A cartoon that was free to watch on YouTube the whole time it aired just made more than $37 million in movie theaters. The studio behind it, around 100 people in Sydney, paid for the entire thing by selling plushies and T-shirts.
The Amazing Digital Circus ended this month after nine episodes and almost three years. No network paid for it, and no investor put in money. The studio, Glitch Productions, started in 2017 as two brothers animating in a family home in Sydney. Years earlier, one of them, Luke, had built a Super Mario fan channel called SMG4. It grew big enough to pay for the move into their own shows.
Each episode cost up to $300,000 to make. Most of that money came from selling merchandise, plus ad revenue and a few government arts grants. The shows stayed free. Anyone could watch the whole series on YouTube without paying.
Netflix started carrying the show in 2024, but the deal was unusual. New episodes still came out on YouTube first, for free, and Glitch kept full control of the story. Netflix could stream it but had no say in how it was made.

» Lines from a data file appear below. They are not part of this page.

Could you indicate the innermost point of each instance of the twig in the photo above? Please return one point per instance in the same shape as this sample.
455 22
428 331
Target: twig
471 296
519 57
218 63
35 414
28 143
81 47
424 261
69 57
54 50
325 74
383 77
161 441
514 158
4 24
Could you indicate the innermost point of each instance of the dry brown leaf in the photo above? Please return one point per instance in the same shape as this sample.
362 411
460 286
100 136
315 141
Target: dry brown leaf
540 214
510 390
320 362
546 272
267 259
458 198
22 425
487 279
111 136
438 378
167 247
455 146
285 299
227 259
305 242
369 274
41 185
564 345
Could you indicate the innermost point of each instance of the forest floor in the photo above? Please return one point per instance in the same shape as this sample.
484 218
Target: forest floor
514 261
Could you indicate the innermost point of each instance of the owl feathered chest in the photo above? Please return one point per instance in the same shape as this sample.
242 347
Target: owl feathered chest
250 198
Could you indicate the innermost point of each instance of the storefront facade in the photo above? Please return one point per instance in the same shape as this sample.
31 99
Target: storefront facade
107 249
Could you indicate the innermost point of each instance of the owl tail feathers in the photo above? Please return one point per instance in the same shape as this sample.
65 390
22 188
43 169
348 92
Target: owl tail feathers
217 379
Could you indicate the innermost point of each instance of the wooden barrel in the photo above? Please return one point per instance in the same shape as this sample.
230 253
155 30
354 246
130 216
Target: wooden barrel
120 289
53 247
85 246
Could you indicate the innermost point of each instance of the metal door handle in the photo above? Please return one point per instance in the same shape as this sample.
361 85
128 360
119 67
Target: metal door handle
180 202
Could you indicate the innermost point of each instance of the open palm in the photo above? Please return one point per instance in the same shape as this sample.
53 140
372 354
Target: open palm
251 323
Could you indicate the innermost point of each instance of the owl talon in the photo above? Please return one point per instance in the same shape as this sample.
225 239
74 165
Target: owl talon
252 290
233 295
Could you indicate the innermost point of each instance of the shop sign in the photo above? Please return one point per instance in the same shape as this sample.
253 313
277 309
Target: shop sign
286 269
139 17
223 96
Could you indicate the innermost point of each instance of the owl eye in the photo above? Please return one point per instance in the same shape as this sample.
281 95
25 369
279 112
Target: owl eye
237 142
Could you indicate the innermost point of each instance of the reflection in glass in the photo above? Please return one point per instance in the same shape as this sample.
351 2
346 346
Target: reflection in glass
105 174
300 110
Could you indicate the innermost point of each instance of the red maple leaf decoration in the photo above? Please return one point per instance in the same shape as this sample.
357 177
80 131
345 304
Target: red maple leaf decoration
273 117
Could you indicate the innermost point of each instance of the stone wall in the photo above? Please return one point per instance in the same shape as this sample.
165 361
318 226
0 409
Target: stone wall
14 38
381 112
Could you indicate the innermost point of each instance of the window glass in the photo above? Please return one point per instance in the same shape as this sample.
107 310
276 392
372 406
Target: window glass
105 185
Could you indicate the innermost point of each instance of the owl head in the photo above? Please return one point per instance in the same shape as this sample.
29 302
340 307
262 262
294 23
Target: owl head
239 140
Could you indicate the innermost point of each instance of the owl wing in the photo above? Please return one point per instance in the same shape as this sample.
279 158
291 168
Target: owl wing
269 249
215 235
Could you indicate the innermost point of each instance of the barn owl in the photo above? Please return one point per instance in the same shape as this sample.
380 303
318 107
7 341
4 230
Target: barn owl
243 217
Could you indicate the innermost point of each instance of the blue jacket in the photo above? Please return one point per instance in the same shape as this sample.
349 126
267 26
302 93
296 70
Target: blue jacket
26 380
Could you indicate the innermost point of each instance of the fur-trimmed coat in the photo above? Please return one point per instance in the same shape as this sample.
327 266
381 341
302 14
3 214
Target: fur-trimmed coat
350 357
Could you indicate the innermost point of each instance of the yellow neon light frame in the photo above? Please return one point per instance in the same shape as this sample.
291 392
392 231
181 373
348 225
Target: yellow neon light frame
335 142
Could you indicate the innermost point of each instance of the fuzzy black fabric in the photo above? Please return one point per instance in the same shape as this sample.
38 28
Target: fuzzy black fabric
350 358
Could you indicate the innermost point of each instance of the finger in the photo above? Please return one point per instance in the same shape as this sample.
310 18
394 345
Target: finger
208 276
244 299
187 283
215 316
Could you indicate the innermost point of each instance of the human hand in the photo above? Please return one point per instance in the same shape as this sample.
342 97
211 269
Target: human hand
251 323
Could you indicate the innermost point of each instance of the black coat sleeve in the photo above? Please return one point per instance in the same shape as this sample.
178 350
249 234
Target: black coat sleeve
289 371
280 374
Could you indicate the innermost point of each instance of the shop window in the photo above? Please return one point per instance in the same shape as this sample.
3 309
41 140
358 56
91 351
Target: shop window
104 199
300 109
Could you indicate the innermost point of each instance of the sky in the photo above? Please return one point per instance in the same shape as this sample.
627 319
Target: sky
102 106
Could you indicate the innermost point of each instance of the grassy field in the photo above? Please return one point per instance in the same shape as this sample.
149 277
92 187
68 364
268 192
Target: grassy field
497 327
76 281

By the end, the first episode alone had passed 440 million views, more people than live in the United States, and more than any other independent cartoon pilot on YouTube. The finale, called The Last Act, ran in cinemas first. It opened to $36.6 million worldwide and set new records for the company that put it in theaters, then went up free online two weeks later.
Most cartoons get paid for by a studio and hidden behind a paywall, and the audience only shows up at the end. Glitch did it the other way around. The fans came first, the show stayed free, and the merchandise paid for everything else, including a finale that packed theaters around the world.